Qu’est-ce qu’une bonne suite au cinéma ? Est-ce tout simplement une continuité du premier film, la seconde partie d’un tout, dans la même lignée visuelle et narrative comme Les Deux Tours ? Est-ce une version revisitée et une mise à jour du long-métrage originel, à l’instar d’Evil Dead 2 ? Ou le développement sur un plan plus large et ambitieux du potentiel inauguré dans le premier film, comme Retour vers le Futur 2 ou encore L’Empire contre-Attaque ?
Dans ces cas de figure que sont les bonnes suites sur grand écran, Terminator 2 - Le Jugement Dernier de James Cameron fait figure à la fois de cas d‘école, de modèle, mais aussi d’exception de par sa réussite, qui est totale.

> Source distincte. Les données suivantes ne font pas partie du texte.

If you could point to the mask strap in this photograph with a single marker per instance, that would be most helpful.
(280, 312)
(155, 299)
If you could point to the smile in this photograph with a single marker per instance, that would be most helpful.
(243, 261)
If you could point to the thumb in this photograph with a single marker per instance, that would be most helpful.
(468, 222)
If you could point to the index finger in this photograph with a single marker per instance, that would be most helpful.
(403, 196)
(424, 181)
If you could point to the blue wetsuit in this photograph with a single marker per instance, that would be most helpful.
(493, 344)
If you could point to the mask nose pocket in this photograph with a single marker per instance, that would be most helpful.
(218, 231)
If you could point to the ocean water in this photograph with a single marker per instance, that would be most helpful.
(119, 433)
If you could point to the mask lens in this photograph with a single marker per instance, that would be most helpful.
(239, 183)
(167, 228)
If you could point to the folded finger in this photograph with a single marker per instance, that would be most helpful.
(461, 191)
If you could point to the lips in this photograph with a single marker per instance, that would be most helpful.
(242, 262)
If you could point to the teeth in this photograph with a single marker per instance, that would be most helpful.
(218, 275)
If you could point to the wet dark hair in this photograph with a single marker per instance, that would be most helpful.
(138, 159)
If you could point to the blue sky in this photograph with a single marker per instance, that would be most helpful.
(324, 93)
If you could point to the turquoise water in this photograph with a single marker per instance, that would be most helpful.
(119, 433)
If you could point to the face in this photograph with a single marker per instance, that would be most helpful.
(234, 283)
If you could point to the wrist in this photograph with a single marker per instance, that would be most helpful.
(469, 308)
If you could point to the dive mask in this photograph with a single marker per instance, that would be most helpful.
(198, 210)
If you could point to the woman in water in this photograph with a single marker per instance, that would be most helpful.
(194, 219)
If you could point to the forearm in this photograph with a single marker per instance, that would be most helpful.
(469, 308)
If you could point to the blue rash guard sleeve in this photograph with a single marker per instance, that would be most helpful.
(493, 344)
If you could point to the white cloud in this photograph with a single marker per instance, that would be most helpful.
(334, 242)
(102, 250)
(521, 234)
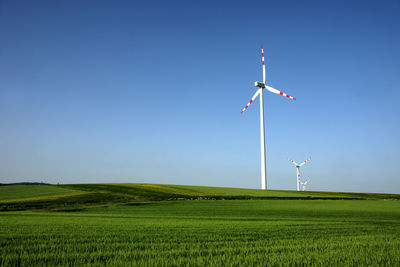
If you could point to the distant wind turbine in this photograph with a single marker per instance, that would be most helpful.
(261, 86)
(303, 184)
(298, 171)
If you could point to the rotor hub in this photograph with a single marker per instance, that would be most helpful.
(258, 84)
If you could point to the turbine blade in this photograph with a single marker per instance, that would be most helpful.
(273, 90)
(252, 99)
(262, 55)
(293, 162)
(307, 160)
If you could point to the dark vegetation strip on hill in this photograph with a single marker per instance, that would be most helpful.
(85, 195)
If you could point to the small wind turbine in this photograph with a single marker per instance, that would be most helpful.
(261, 86)
(298, 171)
(303, 184)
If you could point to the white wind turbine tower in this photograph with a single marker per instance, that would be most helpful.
(298, 171)
(303, 184)
(261, 86)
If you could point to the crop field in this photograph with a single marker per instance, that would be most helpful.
(163, 225)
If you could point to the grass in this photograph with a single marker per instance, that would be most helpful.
(31, 191)
(169, 225)
(211, 232)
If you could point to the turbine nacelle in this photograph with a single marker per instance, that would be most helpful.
(258, 84)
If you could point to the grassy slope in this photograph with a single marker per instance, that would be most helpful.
(207, 233)
(78, 196)
(31, 191)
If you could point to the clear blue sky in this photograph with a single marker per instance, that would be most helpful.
(151, 91)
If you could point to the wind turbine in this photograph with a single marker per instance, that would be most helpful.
(303, 184)
(261, 86)
(298, 171)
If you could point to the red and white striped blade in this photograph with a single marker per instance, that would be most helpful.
(293, 162)
(273, 90)
(262, 55)
(252, 99)
(307, 160)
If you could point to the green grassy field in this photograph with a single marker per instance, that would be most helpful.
(162, 225)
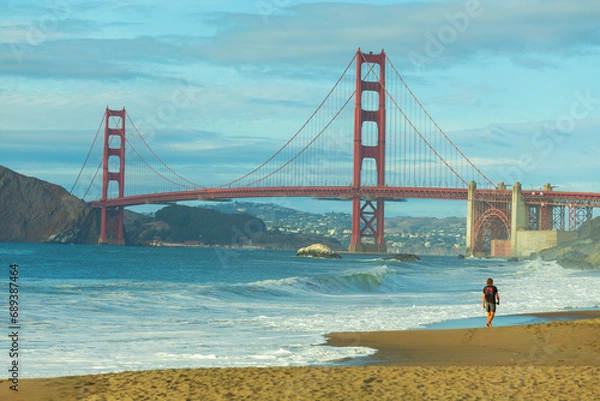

Produit par Carolco Pictures et ayant coûté la modique somme de 102 millions de dollars (soit le plus gros budget de l’époque, mais bon, connaissant Cameron, on y est habitué), Terminator 2 : Le Jugement Dernier, c’est le film de tous les records au moment de sa sortie en 1991. De la même manière que Titanic 6 ans plus tard et Avatar le millénaire suivant, c’est le film qui va pousser à bout le système hollywoodien d’alors. Que ce soit par ses coûts faramineux, la nécessité de conception d’effets visuels révolutionnaires pour coller le plus possible à la vision de son créateur, ainsi que la mise en scène unique de ce dernier, T-2 (pour les intimes) va redéfinir les canons du film d’action de l’époque, le tout sous la pression d’un homme désirant une fois de plus repousser les limites technologiques du cinéma et la notion d’immersion dans un film.
Terminator 2 commence par une scène pré-générique annonçant le destin funeste de l’humanité, d’abord au travers d’une vision mélancolique montrant des enfants s’amuser dans un parc à jeux, puis ensuite dans celle du futur tant redouté, une autre vision, ici terrifiante, spectaculaire et brillamment mise en scène. Par un plan séquence impactant des plus efficaces illustrant le calme avant la tempête, on bascule alors dans la fresque post-apocalyptique avant que le générique ne se lance. Sous la musique devenue culte depuis de Brad Fiedel, les balançoires brûlent, les flammes sont partout, le chaos est déjà passé, mais les frissons restent. On s’aperçoit déjà de quelque chose concernant la bande originale : ces notes éparses au synthétiseur qui avaient contribué au charme du premier opus se transforment en une composition plus travaillée, plus épique et plus classique même, sans pour autant se séparer de son atmosphère originale empreinte à la fois de tristesse et d’espoir.
Par ce générique loin de la sobriété de celui du film de 1984, on comprend que la modeste série B qu’était Terminator mûrit et devient le grand spectacle que sera Le Jugement Dernier.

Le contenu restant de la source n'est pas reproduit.